Quelli tra fede e omosessualità e tra Chiesa come istituzione e omosessualità sono rapporti estremamente complicati: l’attuale Papa sta facendo fare qualche passo in avanti verso una conciliazione?

«Il rapporto con la fede è percorso intimo. Diverso quando entra in ballo l’istituzione Chiesa. Bergoglio ha affrontato il tema. E questo è un piccolo passo in avanti. Personalmente non mi aspetto molto, come testimonia la presa di posizione sul Ddl Zan. Il Vaticano è conservatore».

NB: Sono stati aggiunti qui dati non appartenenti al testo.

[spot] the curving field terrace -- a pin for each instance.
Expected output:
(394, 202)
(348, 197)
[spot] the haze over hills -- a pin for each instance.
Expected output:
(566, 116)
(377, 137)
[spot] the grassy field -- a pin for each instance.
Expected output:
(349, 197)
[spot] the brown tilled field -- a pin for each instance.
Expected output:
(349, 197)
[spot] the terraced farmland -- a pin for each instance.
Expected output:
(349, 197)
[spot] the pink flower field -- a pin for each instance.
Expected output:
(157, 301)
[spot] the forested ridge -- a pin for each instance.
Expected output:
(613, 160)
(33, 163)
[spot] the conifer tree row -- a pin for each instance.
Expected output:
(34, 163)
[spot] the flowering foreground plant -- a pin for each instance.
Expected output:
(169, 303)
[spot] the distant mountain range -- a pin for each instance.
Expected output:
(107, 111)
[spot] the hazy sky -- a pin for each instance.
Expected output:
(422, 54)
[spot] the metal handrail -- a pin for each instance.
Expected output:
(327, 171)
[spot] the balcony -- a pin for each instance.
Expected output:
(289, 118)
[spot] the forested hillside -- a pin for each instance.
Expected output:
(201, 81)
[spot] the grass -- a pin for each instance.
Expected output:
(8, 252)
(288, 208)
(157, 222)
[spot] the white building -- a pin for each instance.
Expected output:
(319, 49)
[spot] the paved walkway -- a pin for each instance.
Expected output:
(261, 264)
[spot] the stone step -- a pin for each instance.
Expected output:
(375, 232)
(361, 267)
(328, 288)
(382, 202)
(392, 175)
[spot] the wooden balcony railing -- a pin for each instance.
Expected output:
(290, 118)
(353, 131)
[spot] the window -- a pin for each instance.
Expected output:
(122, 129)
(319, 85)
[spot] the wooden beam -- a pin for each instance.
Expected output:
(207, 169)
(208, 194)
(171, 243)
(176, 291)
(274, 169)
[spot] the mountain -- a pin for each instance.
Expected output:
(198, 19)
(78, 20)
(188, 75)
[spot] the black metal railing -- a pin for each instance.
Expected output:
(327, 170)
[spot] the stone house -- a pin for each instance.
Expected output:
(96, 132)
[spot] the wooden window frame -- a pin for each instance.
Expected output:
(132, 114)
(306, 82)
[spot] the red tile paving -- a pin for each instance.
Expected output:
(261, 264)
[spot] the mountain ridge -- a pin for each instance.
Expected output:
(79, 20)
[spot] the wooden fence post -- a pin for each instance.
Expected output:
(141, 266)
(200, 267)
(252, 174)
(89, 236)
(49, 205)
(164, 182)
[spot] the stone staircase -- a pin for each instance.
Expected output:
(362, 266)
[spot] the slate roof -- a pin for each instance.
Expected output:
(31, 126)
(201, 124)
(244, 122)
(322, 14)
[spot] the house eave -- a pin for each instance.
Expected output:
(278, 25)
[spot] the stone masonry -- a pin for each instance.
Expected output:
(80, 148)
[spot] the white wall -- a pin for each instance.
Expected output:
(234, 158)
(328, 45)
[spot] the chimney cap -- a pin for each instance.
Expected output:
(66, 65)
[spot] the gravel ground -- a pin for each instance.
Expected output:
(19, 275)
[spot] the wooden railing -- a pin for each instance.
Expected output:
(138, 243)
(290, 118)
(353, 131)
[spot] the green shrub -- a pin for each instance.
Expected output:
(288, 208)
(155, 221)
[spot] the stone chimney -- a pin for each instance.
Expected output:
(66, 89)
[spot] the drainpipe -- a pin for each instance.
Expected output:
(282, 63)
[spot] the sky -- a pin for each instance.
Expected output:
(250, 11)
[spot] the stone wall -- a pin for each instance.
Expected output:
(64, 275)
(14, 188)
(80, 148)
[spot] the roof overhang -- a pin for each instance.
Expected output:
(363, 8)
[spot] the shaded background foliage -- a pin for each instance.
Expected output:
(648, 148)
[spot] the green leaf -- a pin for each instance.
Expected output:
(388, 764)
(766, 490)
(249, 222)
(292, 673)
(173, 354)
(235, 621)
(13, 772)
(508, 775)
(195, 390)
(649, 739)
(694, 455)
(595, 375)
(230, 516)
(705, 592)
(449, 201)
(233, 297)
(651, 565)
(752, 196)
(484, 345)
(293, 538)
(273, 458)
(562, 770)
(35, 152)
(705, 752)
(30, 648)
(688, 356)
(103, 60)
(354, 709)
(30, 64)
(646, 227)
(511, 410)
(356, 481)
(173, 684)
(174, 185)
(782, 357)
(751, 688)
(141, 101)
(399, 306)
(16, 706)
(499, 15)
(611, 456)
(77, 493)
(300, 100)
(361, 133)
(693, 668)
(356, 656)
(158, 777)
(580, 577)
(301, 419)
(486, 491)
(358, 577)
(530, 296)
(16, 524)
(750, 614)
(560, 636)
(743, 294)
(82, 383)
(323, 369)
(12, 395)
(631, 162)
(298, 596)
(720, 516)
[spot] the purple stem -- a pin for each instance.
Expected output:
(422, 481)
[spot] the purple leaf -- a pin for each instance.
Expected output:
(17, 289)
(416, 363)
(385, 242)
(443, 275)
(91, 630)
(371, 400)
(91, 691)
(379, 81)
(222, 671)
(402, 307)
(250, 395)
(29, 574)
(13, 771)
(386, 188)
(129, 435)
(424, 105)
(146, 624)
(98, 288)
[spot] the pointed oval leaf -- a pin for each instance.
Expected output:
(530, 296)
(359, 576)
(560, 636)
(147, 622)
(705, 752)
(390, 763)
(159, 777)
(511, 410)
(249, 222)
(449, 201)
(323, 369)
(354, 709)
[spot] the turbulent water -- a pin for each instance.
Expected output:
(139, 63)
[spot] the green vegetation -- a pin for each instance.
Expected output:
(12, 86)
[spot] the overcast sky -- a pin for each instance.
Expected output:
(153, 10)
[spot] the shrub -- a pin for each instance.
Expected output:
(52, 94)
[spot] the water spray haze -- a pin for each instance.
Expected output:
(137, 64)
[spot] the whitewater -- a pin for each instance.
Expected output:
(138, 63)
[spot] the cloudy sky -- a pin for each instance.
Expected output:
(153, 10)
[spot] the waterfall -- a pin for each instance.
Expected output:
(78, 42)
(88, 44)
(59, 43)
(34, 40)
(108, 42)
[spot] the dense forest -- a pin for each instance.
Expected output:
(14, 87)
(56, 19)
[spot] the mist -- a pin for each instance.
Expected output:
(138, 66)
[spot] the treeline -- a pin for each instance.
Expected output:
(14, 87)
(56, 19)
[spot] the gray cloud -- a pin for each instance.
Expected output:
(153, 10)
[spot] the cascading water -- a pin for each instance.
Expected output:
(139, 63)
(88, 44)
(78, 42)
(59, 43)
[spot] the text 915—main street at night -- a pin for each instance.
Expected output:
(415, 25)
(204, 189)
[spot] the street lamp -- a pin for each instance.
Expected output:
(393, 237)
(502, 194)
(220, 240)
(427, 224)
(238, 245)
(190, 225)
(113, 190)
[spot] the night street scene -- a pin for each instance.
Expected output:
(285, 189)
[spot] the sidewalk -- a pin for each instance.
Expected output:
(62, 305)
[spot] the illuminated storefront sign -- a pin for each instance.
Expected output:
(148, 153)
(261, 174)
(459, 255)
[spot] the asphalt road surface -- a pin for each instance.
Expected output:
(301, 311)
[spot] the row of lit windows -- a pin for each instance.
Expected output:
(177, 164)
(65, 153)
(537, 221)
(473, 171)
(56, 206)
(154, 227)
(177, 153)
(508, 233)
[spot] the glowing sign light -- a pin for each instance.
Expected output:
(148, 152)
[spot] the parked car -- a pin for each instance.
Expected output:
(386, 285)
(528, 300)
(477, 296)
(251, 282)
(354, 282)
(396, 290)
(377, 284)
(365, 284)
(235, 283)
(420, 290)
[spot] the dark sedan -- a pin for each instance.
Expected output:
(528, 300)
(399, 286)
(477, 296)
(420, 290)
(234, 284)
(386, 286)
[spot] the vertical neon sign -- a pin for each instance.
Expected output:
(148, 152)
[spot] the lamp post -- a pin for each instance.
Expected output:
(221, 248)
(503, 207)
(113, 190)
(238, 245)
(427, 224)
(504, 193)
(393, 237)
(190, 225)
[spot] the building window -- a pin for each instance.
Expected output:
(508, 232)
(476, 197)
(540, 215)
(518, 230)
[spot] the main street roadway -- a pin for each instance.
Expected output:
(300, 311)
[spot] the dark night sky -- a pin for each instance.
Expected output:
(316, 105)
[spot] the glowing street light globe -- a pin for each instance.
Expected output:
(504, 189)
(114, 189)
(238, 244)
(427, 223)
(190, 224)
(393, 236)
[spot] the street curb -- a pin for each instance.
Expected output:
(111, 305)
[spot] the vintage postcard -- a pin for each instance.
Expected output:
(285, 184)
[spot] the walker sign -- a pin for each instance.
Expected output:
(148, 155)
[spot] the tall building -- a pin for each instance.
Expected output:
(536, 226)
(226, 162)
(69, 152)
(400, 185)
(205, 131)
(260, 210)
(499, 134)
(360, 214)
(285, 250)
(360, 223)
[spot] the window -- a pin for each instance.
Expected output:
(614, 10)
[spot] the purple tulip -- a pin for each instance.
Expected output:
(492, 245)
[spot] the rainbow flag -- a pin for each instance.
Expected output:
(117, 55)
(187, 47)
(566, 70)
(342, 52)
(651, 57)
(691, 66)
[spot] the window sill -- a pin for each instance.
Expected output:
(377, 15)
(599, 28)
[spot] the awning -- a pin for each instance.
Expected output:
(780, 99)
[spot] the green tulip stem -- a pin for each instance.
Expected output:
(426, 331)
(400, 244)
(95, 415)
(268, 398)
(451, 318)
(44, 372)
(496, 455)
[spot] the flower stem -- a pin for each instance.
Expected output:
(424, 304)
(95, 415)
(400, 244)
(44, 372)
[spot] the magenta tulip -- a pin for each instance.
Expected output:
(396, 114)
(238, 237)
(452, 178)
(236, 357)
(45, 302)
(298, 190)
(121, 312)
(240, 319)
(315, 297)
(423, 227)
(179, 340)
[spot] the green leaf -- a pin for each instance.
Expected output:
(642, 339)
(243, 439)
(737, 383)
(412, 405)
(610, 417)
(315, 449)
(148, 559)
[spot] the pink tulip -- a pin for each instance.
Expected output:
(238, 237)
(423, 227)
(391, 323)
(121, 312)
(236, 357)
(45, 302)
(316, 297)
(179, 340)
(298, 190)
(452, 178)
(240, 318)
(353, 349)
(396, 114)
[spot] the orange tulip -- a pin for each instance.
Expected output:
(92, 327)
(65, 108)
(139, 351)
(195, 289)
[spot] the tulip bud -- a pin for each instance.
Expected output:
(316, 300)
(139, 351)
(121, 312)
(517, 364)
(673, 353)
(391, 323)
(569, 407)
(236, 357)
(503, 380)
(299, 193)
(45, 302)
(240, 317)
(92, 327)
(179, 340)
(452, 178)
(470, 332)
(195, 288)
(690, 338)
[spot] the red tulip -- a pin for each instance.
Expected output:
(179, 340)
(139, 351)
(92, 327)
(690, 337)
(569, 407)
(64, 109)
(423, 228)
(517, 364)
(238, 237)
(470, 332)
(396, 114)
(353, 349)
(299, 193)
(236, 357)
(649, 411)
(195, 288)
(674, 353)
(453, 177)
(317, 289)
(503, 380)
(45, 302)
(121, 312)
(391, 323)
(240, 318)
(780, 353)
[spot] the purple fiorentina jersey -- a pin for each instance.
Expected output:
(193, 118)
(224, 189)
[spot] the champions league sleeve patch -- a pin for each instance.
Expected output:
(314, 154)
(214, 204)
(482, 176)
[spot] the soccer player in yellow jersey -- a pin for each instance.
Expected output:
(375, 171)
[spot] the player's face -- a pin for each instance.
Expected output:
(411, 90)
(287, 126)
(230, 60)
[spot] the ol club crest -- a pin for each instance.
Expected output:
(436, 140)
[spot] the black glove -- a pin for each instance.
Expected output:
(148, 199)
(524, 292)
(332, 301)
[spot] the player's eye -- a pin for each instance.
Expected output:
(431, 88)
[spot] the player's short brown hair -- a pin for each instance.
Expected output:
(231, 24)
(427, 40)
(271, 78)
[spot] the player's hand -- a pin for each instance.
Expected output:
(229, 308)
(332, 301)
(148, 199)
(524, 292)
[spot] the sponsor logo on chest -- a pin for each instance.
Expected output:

La vicenda di Carlo e Pierpaolo, che per diventare genitori tramite la “gestazione per altri” sono dovuti andare negli Stati Uniti«, mostra alcune delle lacune della legislazione italiana. Partendo dallo stralcio dell’adozione del figlio del partner dalla legge Cirinnà per arrivare a quanto successo con il Ddl Zan, si può avere ancora qualche speranza che la politica riprenda in mano certi temi e si adoperi per una vera parità tra tutti i cittadini?

«Più che una speranza dovrebbe essere un dovere. L’Italia è un paese laico, non tutti i parlamentari se lo ricordano. L’ignobile spettacolo di qualche mese fa all’affossamento del Ddl Zan è inqualificabile: grida, risate, applausi, esultazioni e abbracci più consoni a uno stadio che al Senato sono stati di una violenza inaudita. E miserabile. Alcune delle coppie intervistate hanno subito violenze e aggressioni solo perché omosessuali, me lo hanno raccontato con le lacrime agli occhi. Lo Stato che si volta dall’altra parte, e fa finta di non vedere, è pietra di scandalo. È portavoce della discriminazione che dovrebbe combattere. Auspico che in questo scorcio di legislatura il tema ritorni nelle aule parlamentari».